Супружеская пара зашла в кафе и уселась за столик. Мисако пристроилась на освободившееся место неподалеку и сразу схватилась за огромный лист меню, продолжая держать его перед глазами даже после того, как заказала бутерброды и чай.
Ей сразу бросилось в глаза, что молодые люди почти не разговаривали друг с другом. Когда она сама только что вышла за Хидео, они болтали и веселились не переставая. Похоже, молодожены вовсе не так уж счастливы вдвоем. Это открытие почему-то сразу принесло ей облегчение. В памяти всплыл тот ветреный ненастный день из далекого детства, когда она случайно упустила любимого воздушного змея и ветер унес его прочь. Дедушка вытер ей слезы и сказал, что теперь уж ничего не поделаешь, потому что змей упал где-нибудь на рисовом поле и весь измазался в грязи.
— Я его отчищу, — всхлипнула она.
Дед покачал головой.
— Нет, слишком поздно. Если змей пропитался грязью, он уже никогда не взлетит.
Теперь, лежа в постели в пустой квартире и предаваясь печальным размышлениям, Мисако окончательно осознала, что брак ее закончился неудачей. Осознала и примирилась с необратимостью свершившегося факта. Этот змей больше никогда не взлетит.

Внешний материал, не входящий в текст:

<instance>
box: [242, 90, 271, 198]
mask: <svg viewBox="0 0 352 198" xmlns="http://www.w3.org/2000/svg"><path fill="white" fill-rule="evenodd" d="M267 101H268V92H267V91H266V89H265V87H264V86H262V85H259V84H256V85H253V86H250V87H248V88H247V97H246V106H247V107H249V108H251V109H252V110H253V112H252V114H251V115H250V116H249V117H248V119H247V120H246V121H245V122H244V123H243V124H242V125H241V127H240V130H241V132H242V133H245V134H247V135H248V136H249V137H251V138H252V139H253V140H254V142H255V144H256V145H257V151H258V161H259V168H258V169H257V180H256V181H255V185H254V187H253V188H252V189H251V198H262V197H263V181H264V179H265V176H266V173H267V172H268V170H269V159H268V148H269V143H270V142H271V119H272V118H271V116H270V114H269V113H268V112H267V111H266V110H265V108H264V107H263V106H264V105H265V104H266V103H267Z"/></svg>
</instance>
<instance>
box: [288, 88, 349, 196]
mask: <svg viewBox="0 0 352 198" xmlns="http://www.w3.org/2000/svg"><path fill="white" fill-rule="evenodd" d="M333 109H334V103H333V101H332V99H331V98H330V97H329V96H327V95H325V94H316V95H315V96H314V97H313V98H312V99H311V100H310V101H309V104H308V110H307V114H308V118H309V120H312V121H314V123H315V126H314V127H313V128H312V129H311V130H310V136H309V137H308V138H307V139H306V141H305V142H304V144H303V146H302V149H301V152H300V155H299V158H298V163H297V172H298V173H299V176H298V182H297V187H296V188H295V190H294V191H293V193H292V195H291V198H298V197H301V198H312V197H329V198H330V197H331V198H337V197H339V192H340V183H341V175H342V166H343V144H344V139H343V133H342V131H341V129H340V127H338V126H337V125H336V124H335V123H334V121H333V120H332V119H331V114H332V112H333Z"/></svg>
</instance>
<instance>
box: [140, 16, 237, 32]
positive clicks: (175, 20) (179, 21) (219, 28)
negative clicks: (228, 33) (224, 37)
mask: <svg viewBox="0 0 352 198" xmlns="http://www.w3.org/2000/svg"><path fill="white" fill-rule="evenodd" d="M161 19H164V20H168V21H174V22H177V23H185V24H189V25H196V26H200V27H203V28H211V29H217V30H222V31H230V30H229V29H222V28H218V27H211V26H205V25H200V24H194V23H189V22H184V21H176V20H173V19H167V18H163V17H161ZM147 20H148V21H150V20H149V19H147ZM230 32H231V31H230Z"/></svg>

Она закрыла глаза и снова попыталась заснуть, но карусель мыслей продолжала свое утомительное вращение. Работа не давала продохнуть. Ко всеобщему удивлению, бизнес Сатико нисколько не пострадал от газетного скандала, а, наоборот, получил хорошую подпитку. Девицы из лучших ночных клубов Токио толпами осаждали модное ателье. К счастью, у Сатико было что предложить. Она вернулась из отпуска на Гавайях с целым альбомом новых моделей, планируя в этом году осваивать гогеновскую гамму в сочетании с идеей саронга. Дела шли столь многообещающе, что ателье срочно требовалась еще одна закройщица и две швеи.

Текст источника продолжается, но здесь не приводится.